PESTA DEMOKRASI
Adalah
Martha Siahaya Putaain, Santosa Burhan Yadi dan Jimmy Kareem yang akhirnya
muncul sebagai putra-putri terbaik di sekolah itu. Putra-putri yang mewakili
kelas masing-masing.
Maya,
demikian nama panggil Martha Siahaya Putaain adalah seorang gadis berdarah
Ambon, Portugis dan Belanda. Sedangkan Burhan atau sering mereka singkat
namanya dengan SBY adalah keturunan Jawa asli dari Semarang. Dan Jeka panggilan
karib Jimmy Kareem adalah anak Medan keturunan Arab.
Maya
dan Jeka mewakili kelas Ilmu Sosial, sedangkan SBY merepresentasi kelas Ilmu
Pasti Alam. Mereka terpilih sebagai calon ketua osis sekolah mereka. Mereka
akan bertarung beradu argumentasi. Mereka juga beradu program untuk menjadi orang nomor satu di sekolah mereka yang kesohor
itu.
Seleksinya
diawali dari seleksi berkas/administrasi. Seperti: Sertifikat-sertifikat dalam berorganisasi, latihan dasar
kepemimpinan. Kemampuan akademik, yaitu setiap kontestan harus memiliki nilai
rata-rata minimal tujuh koma lima.
Keterampilan
dan kapabilitas memimpin yakni kefasihan dalam berkomunikasi. Baik dalam
bahasa Indonesia atau bahasa asing, terutama bahasa Inggris serta kemampuan
fisik. Kesehatan.
Mereka
haruslah sempurna, fisik dan psikis. Tidak boleh ada yang cacat sedikitpun.

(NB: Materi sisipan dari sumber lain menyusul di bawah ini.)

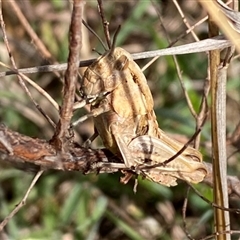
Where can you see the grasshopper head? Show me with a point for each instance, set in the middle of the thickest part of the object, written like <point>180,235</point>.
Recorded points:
<point>103,75</point>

Itulah aturan main yang berlaku turun temurun di sekolah mereka. Sebuah sekolah
nasional plus. Namanya Sekolah Dan
Hobi,
yang mereka singkat, eSDeHa.
Masing-masing
kontestan dengan para pendukungnya melakukan berbagai upaya. Upaya untuk bisa
meyakinkan para pemilih. Mereka membuat berbagai atribut yang mewakili visi
misi andalannya.
Mulai
bendera, spanduk, pin, termasuk juga foto para kandidat. Atribut-atribut itu
dipajang di mana-mana di seluruh area sekolah. Ini benar-benar sebuah pesta
demokrasi. Layaknya pemilihan legislatif dan/atau pemilihan presiden di NKRI.
Meriah. Colorfull.
Maya
dan pendukungnya memilih warna dasar merah untuk benderanya. Itu melambangkan
keberanian yang sejati. Sedangkan SBY dan koleganya memutuskan untuk memakai warna biru. “Ini warna
ketulusan,” desis mereka. Dan JK melingkupi diri dan kelompoknya dengan warna
kuning. Sebuah warna yang melambangkan kemakmuran dan kebijaksanaan. Ah, luar
biasa!
Setelah
segala persiapan dilaksanakan, mereka memasuki etape berikut yaitu kampanye.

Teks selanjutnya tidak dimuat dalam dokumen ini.